Funny how wild and lefty people think you are when you start talking about composting and raising urban chickens and recycling and all these ideas that are as old as Adam. Doing something slightly old-fashioned is now considered subversive. Whatever label you want to slap on it, I love it.
We enjoy the food out of our garden – squashes, beans, tomatoes, potatoes, lettuce and more. We toss most of the kitchen scraps to the chickens who leave only the hardest of the squash skins. (We even recycle the egg shells once they’ve dried out.) Then twice a year we clean out the chicken coop. Today is the autumn clean out.
Kim and I are taking out all the straw and chicken poop and whatever else is in there and laying down a new bed of clean straw. You can’t throw chicken manure directly on your plants – it’s pretty toxic stuff. But it is great in the compost, which will take all that “clean out” and turn it into a nice mix for next year’s garden when the cycle starts all over.
There is really very little that gets thrown into our trash these days that is of organic nature. We don’t recycle the cat litter, mostly because I don’t know how that works, but I might look into it down the road.
We do separate everything out in our trash. We have a recycle bin for what the waste management company picks up every other week – food containers, paper products (that I don’t wind up burning in the fireplace), etc. Stuff the chickens won’t eat and that is too slow for composting or things like weeds goes in the yard waste bin for by-weekly pickup. Bottles and cans and Plastic bags go back to the stores. Waste management also picks up any glass. The actual trash bin gets full, but we have the smallest bin the waste management company provides. And then there is all the reusable stuff we save for taking to the thrift stores.
Most of the furniture in our house we bought at the thrift stores or in yard sales. Portland also has some great re-use locations for construction materials and other resources, so we take advantage of these places as much as we can. Even our new soil is really someone else’s yard waste recycling.
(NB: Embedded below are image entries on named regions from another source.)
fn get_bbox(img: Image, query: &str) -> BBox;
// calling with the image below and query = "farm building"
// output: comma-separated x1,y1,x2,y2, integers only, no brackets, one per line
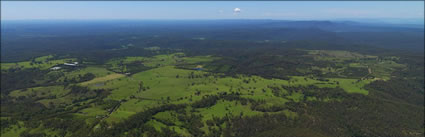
63,62,78,66
193,65,203,70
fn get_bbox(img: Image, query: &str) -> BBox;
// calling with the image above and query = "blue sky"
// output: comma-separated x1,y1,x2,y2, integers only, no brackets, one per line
1,1,424,20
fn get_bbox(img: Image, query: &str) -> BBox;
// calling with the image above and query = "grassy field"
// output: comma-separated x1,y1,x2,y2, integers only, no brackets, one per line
2,50,405,136
80,74,125,86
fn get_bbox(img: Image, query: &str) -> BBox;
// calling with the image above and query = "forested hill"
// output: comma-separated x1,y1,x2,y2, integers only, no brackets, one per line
0,20,425,137
1,20,424,61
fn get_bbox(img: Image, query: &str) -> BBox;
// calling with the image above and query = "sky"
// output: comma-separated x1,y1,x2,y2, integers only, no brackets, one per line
1,1,424,22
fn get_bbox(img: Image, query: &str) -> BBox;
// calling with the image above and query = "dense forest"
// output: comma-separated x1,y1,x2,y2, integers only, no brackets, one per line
0,20,425,137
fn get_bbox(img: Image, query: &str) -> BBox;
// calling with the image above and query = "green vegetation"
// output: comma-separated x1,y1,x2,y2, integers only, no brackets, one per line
1,46,423,137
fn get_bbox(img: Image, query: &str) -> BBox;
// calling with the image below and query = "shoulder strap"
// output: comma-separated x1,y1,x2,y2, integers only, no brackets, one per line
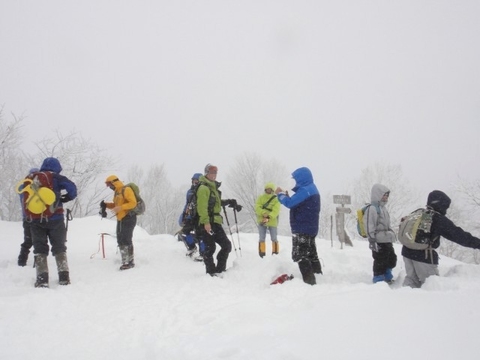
262,195,277,211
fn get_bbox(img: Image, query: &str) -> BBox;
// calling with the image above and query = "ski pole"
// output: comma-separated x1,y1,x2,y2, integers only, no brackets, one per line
65,209,73,242
222,206,238,257
233,208,242,257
In China, we didn’t have to do our own recycling. We’d carefully put our “trash” out every morning and the neighborhood trash pickup woman would go through it all to find what she could sell to recycling – very little of it wound up in the dump. And we did our own composting for our postage stamp of a garden.
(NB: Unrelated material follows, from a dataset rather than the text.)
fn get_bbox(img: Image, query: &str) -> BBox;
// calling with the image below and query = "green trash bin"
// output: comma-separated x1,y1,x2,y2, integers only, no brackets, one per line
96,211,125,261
It is not just about helping the environment, as valuable as that is. It is about being in touch with life and the Creator and understanding that every phase of life has meaning, just as every stage in our human lives – from pre-birth to death – has value. Some people think you can waste stuff because there is an abundance. I still don’t see how cleaning up my plate can help all the starving kids in India.
Even so I do think that God intended us to appreciate the cycle of life and to live a life of thoughtful conservation. Which is why, I think, he called Adam and Eve to be gardeners and Jesus to be a carpenter. Something valuable for us 21st Century Urbanites – learn how to get back to the soil and to the cycle of life. Chicken poop, er, coop, here I come.